While he was talking to me I noticed how my field controller shifted uneasily with his hands behind his back as if hiding something. Suddenly, Tarat draws forth a Makarov semi-automatic and points it between my eyebrows, and he asks me calmly now that I had listened to him all through dinner whether I had anything to say. Well, you could feel the tension in the room especially when I suggested we call it a night. He just laughed diabolically and admitted to being a double agent and not only that but the one who had single-handedly bumped off each of my previous field controllers. He told me if he could get rid of my controller it would make me an easy target but when I kept not dying the only other way to do it was to bring me within a stone’s throw of the FSB and after that I couldn’t fail to be liquidized. Then he went on to say there were a great number of other mind-blowing revelations which he’d rather not go into. It was humiliating and it was driving me crazy but before I could tell him how cross I was, he pulled the trigger.

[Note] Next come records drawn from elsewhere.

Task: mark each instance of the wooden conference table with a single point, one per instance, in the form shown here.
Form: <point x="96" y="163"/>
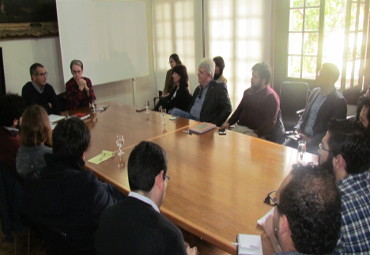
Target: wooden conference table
<point x="218" y="183"/>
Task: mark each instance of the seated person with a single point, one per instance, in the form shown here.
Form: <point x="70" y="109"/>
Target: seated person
<point x="324" y="103"/>
<point x="346" y="148"/>
<point x="35" y="132"/>
<point x="364" y="114"/>
<point x="174" y="60"/>
<point x="180" y="96"/>
<point x="38" y="91"/>
<point x="219" y="69"/>
<point x="211" y="102"/>
<point x="79" y="90"/>
<point x="67" y="198"/>
<point x="259" y="111"/>
<point x="306" y="218"/>
<point x="11" y="109"/>
<point x="139" y="227"/>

Luckily there must have been a mix up at the armoury because when he took the shot a little flag dropped down from the barrel with Bang written on it. Seeing a chance to stay alive, I lunged forward in a lightning move, broke his jaw and tied his shoelaces together. Within seconds I was joined by a group of FSB agents eager to help me and awed both by my bravery and ability to squat down and do one of those Russian dances.
In the end, Tarat escaped from custody but ran headlong into a brick wall and ended up spending the rest of his days working at a launderette on Zatonnaya Street. As for me, on my return to the UK I was hailed a hero for foiling the worst case of treason since Phil Kimby danced seductively around the statue of Lenin in 1963. But the celebrations were short-lived. One year later I was reassigned to Cagey Sector after Maurice Guthrie got hit by two mallets which came out of nowhere.